Foi o mote para um tema que promete erguer um muro entre o PS e as bancadas da direita. "Temos aqui uma visão contrária, aliás estruturalmente diferente", resumiu Rui Rio, antes de Costa devolver que a opinião do líder do PSD revela o que de pior pode acontecer quando "pensamos com base no senso comum e não com base na melhor informação".

"As retenções multiplicam as retenções", argumentou António Costa, recomendando a Rio que leia o que o Conselho Nacional de Educação escreveu sobre esta matéria, quando era presidido pelo atual número dois da direção social-democrata, David Justino.

Depois do PSD foi a vez de o CDS repescar a mesma questão, perguntando insistentemente a António Costa se vai deixar de haver chumbos até ao 9º ano, uma "medida absurda" nas palavras da deputada Cecília Meireles. O primeiro-ministro nunca respondeu diretamente à pergunta, garantiu que não se trata de passagens administrativas, mas de ajudar os alunos a superar as dificuldades, mas também nunca negou o fim das retenções até ao 9º ano de escolaridade.

Falar de amor em política: o aumento do salário mínimo nacional

No dia em que o Governo anunciou que o salário mínimo vai aumentar para os 635 euros em 2020, o tema acabou também por atravessar o primeiro debate quinzenal desta legislatura. Costa abriu a discussão parlamentar dizendo que a medida - que não teve acordo na Concertação Social - vai ser aprovada amanhã em Conselho de Ministros. Mas a esquerda não se deu por satisfeita, e foi das bancadas do Bloco de Esquerda, PCP e Verdes que se ouviram as principais críticas ao valor anunciado pelo Executivo - "Poderia ir mais longe", disse Catarina Martins; "insuficiente", "aquém do necessário e possível", nas palavras de Jerónimo de Sousa; "baixo" e "injusto", acusou José Luís Ferreira, líder parlamentar do PEV.

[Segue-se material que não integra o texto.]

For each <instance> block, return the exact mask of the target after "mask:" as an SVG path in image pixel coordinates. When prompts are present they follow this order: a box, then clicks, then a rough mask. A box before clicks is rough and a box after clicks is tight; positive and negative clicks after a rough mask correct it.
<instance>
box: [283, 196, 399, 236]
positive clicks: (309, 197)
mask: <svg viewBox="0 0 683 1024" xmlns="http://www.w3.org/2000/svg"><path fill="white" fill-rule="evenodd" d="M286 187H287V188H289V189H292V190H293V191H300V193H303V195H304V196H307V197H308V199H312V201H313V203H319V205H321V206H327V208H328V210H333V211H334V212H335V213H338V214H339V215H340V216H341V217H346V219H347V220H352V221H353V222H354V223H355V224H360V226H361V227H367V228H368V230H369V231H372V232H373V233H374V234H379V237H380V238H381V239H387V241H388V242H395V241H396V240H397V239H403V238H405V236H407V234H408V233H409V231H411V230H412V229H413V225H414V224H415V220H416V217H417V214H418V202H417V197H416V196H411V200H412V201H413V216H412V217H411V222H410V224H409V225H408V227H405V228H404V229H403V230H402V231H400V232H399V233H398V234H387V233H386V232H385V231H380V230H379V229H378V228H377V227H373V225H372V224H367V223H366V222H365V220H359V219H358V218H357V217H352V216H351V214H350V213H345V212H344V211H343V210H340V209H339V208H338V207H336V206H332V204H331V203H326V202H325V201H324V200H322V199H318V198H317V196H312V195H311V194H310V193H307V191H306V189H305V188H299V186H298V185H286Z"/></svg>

O aumento do salário mínimo foi também focado pela deputada única do Livre Joacine Katar Moreira, que defendeu que não se pode falar de SMN "sem falar de amor" porque "política sem amor é comércio". "A atualização do salário mínimo não é amor, é política, é justiça", contrapôs António Costa.

Outra reivindicação bastante ouvida à esquerda foi a necessidade de aumento do salário médio dos portugueses, uma pretensão que António Costa também faz sua e para a qual diz querer firmar um "Pacto para o crescimento", que incluirá um "acordo para a valorização salarial dos jovens qualificados".

Impostos diretos não sobem, sobre os indiretos não há garantias

António Costa terminou o debate desta quarta-feira fazendo uma apologia das virtualidades dos impostos: "São os impostos que permitem ao país modernizar-se. Se hoje temos melhores serviços públicos, nos transportes, na saúde e na educação é aos impostos que isso se deve."

"Quem diz que é possível termos melhor saúde e melhor educação com menos impostos está a mentir", disse o primeiro-ministro, em resposta à intervenção do PS e já depois de ter sido questionado pela Iniciativa Liberal e pelo Chega sobre aumentoa de impostos nesta legislatura. João Cotrim Figueiredo, da IL, questionou o primeiro-ministro sobre a questão do englobamento no IRS, referindo que uma pessoa que receba 630 euros e receba uma "pequena renda" de 50 euros terá um aumento de 60% no IRS que paga. "Pura imaginação", devolveu o primeiro-ministro, afirmando que o englobamento está prometido no programa de Governo, mas sem data prevista de aplicação nem modulação precisa, o que deixa antever que não deverá avançar para já.

Já em resposta a André Ventura, Costa disse não sem comprometer "nem num cêntimo" que os impostos indiretos não vão subir, falando especificamente na taxação sobre os combustíveis fósseis.

A intervenção de André Silva, do PAN, debruçou-se sobre a situação de seca extrema e severa no Algarve, denunciando que, mesmo assim, há projetos de campos de golfe que não param.